Par comparaison, la demande d’ouverture de la procréation aux couples de même sexe constitue une revendication qui apparaît comme la poursuite aveugle, inconsciente de la dynamique qui a conduit la famille à son éclatement, revendication qui, pour se réaliser doit culminer dans la reconnaissance du droit à l’enfant, droit dont le titulaire ultime sera un individu abstrait, et non un couple. C’est dans cette perspective individualisatrice qu’il faut appréhender et juger la revendication du droit à l’enfant qui gît derrière l’ouverture possible de la PMA aux couples de même sexe ou la légalisation du phénomène des mères porteuses. La question n’est pas, la question n’a jamais été de présenter un certificat de « bon parent ». C’est l’intention qui compte, comme le dit le vieil adage. Or cette ferme intention se montre fermée à toute reconnaissance des problèmes dont on peut déjà dire qu’ils sont liés à la pleine individualisation des relations constitutives de la famille. C’est donc en direction des conséquences logiques de ces intentions qu’il faut faire porter la discussion.
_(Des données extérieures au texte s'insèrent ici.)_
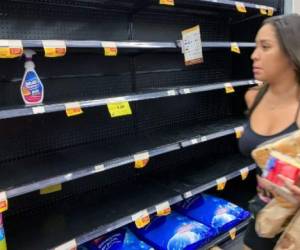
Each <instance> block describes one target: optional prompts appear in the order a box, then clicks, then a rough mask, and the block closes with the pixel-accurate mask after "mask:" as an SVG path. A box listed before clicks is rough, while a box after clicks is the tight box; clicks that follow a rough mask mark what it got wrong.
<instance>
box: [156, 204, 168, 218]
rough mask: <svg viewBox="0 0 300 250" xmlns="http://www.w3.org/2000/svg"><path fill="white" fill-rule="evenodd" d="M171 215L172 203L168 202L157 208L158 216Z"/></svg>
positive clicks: (156, 212) (161, 204) (164, 215)
mask: <svg viewBox="0 0 300 250" xmlns="http://www.w3.org/2000/svg"><path fill="white" fill-rule="evenodd" d="M170 213H171V207H170V203H169V202H168V201H166V202H164V203H161V204H159V205H157V206H156V214H157V216H167V215H169V214H170Z"/></svg>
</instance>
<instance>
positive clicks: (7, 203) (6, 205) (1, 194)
mask: <svg viewBox="0 0 300 250" xmlns="http://www.w3.org/2000/svg"><path fill="white" fill-rule="evenodd" d="M7 209H8V201H7V195H6V193H5V192H0V213H3V212H5V211H6V210H7Z"/></svg>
Parlons de la légitimité générale de cette revendication : ce que c’est qu’un droit. Lorsque nous défendons le droit à l’éducation ou le droit de vote, nous affirmons que nulle personne, quelle que soit sa condition concrète, ne devrait être privée d’un droit défini comme universel parce qu’il appartient à sa qualité abstraite d’être humain en général. Avoir des enfants n’est pas un droit universel ; cela n’appartient pas à la qualité abstraite d’humain en général. Avoir des enfants est attaché à une condition concrète intérieure à notre humanité, à savoir la division sexuée de l’espèce humaine. Historiquement d’ailleurs, avoir des enfants n’a jamais été un « droit », c’était plutôt un devoir imposé de diverses manières selon les époques. Il n’y a donc aucun sens pour commencer à se référer à l’extension d’un droit défini comme droit universel (abstrait) à des catégories de personnes (concrètes) auxquelles on aurait nié ce droit jusqu’à ce jour.

Ce n’est pas agiter un épouvantail que de souligner que l’ouverture de la PMA correspond (est identique à) l’octroi à un individu, quel que soit son sexe, quel que soit son âge ou quelle que soit sa situation conjugale, du droit à avoir un enfant. La revendication du droit à l’enfant revient à exiger de la société qu’elle produise artificiellement la condition concrète dans le cadre de laquelle il est possible d’avoir des enfants, et fasse de cette production d’une condition concrète un « droit ». Cette revendication vise donc la transformation d’une réalité et non l’extension d’un droit abstrait.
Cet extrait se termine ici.